Joey merinci bagian pendapatan dari mal yang dimiliki oleh PWON mencapai 28% lantaran total pendapatan. Sementara di SMRA mencapai 26% dan di PT Bumi Serpong Damai Tbk (BSDE) mencapai 14% dan PT Ciputra Development Tbk (CTRA) sebesar 10% dari total pendapatan.

“Untuk jangka menengah satu sampai tiga bulan saya rasa hold dulu, karena pelaksanaan PSBB pasti akan memberi sentimen buruk untuk IHSG secara keseluruhan dan untuk sektor properti tunggal, ” jelas Joey kepada Langsung. co. id, Minggu (13/9).

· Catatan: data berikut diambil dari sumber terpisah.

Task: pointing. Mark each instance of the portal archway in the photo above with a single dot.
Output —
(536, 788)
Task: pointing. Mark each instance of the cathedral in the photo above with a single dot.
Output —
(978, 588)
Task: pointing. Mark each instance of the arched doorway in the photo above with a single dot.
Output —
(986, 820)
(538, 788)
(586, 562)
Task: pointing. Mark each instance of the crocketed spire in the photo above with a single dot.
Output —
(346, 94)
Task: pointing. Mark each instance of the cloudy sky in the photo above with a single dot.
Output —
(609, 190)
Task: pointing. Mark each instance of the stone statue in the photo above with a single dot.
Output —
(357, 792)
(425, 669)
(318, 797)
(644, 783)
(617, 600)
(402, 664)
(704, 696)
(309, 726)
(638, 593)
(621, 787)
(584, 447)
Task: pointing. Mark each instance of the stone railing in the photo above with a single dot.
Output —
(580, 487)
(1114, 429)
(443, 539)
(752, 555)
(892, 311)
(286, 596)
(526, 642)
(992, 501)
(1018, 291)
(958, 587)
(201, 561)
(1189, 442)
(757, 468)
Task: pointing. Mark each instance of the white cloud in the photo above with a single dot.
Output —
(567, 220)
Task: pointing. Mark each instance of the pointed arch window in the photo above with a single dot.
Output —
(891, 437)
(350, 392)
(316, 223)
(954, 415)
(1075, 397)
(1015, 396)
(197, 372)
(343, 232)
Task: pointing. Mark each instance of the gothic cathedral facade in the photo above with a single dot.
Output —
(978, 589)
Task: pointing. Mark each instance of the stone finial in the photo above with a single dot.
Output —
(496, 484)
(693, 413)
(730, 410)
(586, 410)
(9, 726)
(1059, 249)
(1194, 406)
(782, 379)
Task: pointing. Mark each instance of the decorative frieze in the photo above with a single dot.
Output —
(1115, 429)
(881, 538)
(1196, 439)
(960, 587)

Namun, Sucor Sekuritas masih menyukai bagian BSDE dan CTRA karena sumbangan pendapatan dari mal masing-masing hanya 14% dan 10%. Sementara tersebut kedua emiten tersebut mencatatkan penjualan rumah yang bisa dibilang lulus baik karena portofolio rumah di bawah Rp 2 miliar cukup banyak.

Di semester I-2020, pemberian rumah di bawah Rp satu miliar milik BSDE mencapai 34%, sementara segmen rumah di mengencangkan harga Rp 1 miliar berantakan Rp 2 miliar mencapai 48%. Sementara itu portofolio CTRA secara segmen rumah di bawah Rp 1 miliar mencapai 17% & segmen dengan harga Rp satu miliar – Rp 2 miliar mencapai 43%.

Artinya, penjualan residensial di bawah Rp 2 miliar masih memiliki permintaan yang jauh lebih baik dibandingkan segmen asing. “Bisa dilihat dari penjualan BSDE untuk rumah-rumah di bawah Rp 1, 5 miliar, ” jelasnya.

Dalam jangka 12 bulan ke depan, Joey menargetkan harga BSDE di level Rp 960 dan CTRA di level Rp satu. 000. Di jangka waktu yang sama, Joey juga masih merekomendasikan kulak untuk saham SMRA dengan bahan Rp 850 dan PWON dengan target harga Rp 550 bohlam saham.

Baca Selalu: Anies: PSBB tidak pelarangan, tapi pengetatan protokol kesehatan

DONASI, Dapat Voucer Gratis!
Dukungan Anda akan menambah semangat ana untuk menyajikan artikel-artikel yang bernas dan bermanfaat.

Sebagai ungkapan terimakasih atas perhatian Kamu, tersedia voucer gratis senilai sokongan yang bisa digunakan berbelanja di KONTAN Store.